В глубине стол, заваленный бумагами, просьбами, ходатайствами, деньгами.
За столом — раби. Один.
Горит свеча. Раби читает мою записку. И поднимает на меня глаза.
— Так ты хочешь ехать в Петроград, сын мой? Думаешь, там вам будет лучше? Что ж, благословляю тебя, сын мой. Поезжай.
— Но, раби, мне больше хочется остаться в Витебске. Понимаете, там живут мои родители и родители жены, там…
— Ну, что ж, сын мой, если тебе больше нравится в Витебске, благословляю тебя, оставайся.
Поговорить бы с ним подольше. На языке вертелось множество вопросов. Об искусстве вообще и о моем в частности. Может, он поделился бы со мной божественным вдохновением. Как знать?
Улица вечером. 1914. Бумага, тушь.
Спросить бы: правда ли, что, как сказано в Библии, израильский народ избран Богом? Да узнать бы, что он думает о Христе, чей светлый образ давно тревожил мою душу.
Но я выхожу, не обернувшись.
Спешу к жене. Ясная луна. Лают собаки. Где еще будет так хорошо? Чего же искать?
Господи! Велика мудрость раби Шнеерсона!
С тех пор, что бы мне ни посоветовали, я всегда поступаю наоборот.
Я бы с радостью остался в деревне, где волею случая встретился с раби, который вскоре вернулся в местечко Любавичи, свою столицу.

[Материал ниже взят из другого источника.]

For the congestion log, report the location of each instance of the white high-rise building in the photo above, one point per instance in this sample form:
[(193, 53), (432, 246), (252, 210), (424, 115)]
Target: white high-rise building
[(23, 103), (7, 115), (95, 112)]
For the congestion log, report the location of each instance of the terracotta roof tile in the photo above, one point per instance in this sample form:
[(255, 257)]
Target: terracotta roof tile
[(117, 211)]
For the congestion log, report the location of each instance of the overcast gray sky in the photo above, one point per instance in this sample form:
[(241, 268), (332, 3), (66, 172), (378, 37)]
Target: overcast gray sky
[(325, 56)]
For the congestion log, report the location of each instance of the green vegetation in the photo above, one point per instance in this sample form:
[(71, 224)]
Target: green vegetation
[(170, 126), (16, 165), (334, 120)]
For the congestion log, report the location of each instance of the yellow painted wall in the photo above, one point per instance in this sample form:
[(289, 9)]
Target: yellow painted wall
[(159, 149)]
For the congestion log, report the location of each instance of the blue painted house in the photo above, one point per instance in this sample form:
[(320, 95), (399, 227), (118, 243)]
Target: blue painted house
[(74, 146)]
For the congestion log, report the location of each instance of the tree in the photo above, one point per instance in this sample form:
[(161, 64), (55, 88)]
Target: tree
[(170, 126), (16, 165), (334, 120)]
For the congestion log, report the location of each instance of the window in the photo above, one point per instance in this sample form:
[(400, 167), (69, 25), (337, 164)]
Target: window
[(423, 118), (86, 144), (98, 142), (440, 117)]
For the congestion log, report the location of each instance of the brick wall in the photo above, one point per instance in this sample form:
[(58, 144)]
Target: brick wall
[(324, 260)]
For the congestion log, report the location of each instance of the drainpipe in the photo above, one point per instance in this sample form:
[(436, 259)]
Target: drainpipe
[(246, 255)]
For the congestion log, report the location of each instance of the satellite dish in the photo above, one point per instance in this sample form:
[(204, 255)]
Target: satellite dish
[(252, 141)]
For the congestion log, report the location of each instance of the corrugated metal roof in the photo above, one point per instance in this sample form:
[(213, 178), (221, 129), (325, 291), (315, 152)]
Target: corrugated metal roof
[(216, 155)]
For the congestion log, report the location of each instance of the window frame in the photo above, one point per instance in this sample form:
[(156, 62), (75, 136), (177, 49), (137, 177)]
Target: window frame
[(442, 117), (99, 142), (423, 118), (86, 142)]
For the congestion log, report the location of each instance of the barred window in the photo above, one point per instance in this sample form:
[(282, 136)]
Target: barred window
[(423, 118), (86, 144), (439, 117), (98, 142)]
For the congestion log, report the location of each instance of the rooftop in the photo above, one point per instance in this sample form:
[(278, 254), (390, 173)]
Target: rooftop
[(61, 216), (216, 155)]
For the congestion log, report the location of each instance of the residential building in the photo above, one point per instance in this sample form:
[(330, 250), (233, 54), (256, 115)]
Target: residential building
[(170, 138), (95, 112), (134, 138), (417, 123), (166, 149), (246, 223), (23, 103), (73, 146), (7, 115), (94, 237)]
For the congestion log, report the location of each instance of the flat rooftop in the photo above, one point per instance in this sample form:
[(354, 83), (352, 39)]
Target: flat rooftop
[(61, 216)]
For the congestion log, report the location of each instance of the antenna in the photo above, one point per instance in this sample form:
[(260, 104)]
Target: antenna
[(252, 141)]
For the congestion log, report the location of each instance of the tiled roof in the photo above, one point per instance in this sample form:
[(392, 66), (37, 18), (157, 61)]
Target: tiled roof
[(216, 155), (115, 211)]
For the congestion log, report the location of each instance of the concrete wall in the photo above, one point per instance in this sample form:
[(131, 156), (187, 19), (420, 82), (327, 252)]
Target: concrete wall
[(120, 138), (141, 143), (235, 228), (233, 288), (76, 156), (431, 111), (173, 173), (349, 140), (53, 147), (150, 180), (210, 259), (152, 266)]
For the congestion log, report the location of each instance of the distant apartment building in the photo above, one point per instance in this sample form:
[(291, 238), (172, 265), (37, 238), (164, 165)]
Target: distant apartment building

Но как же быть с войной и с призывом?
Что делать? Жена хочет в большой город. Она любит культуру. И она права.
Ей и так хватает забот со мной.
Я же никогда не понимал, чего ради люди сбиваются в кучу, теснятся в одном месте, когда за пределами городов простираются во все стороны тысячи и тысячи километров свободного пространства.